How heavy should the pull weight be on your rifle’s trigger? This is a great question for campfire debate, but there is no definitive answer. The best answer is: The pull weight with which you’re most comfortable.
Though we cannot nail down the ideal trigger pull weight for everyone, we can establish some guidelines. A good place to start with trigger pull weight is one no more than half the weight of your rifle. If your field ready rifle weighs 8 pounds, then use 4 pounds as a maximum for your trigger pull weight.
Keep in mind that bench rest rifles and hunting rifles aren’t the same thing. I know, you might hunt from one of them fancy shoot houses where every shot you take is from a solid rest.

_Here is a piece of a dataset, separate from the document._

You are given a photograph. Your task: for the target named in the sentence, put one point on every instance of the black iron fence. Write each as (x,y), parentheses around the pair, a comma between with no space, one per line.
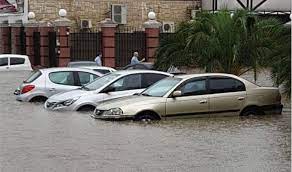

Still, there are other considerations. For those of you who have the luxury of hunting/shooting from a sand bag, consider that you might be hunting in extreme cold and wearing gloves. A 6-ounce trigger that will work for bench rest shooting might lead to an inadvertent shot before your sights are on a game animal.
For the more rifleman-like among us – those who routinely shoot from field positions or their own hind legs – a trigger with too light of a pull weight can get you into trouble, too. Gloves may again come into play, but so does the inherit unsteadiness of shooting offhand. Similarly, you might manage a 5- or 6-pound trigger okay from the bench, but struggle with it when shooting offhand. Regardless, a good trigger action is unquestionably one of the mot important aspects of shooter/rifle interface.
This is one of the reasons rifles with adjustable triggers have become so popular; shooters like to tune the trigger to suit their shooting style. It’s also the reason a company such as Timney Triggers has grown so much. Shooters like their rifles to go off exactly when they tell them to.
I know, there’s the old wife’s tale that you should be surprised when your rifle fires. This is pure hogwash; you should never be surprised when a firearm you are handling fires. You should know exactly when it will fire, and the only way to do this is with a good trigger you are intimately familiar with pressing. (Note: The idea of being surprised at the shot is a mechanism used to teach shooters how to manage and learn their trigger. Once that skill has been mastered, you should be surprised no more.)
I suggest starting with a trigger pull weight equal to half your rifle’s weight and then reducing it from there. They way you establish the best trigger pull weight for you is the old-fashioned way – you gotta go out and shoot. Experiment with different trigger pull weights until you find one that works safely and best with your style of shooting. I’m guessing it will be somewhere between 2 and 3 pounds, but in truth, it really doesn’t matter what your trigger pull weight is, as long as it enables you to hit your target.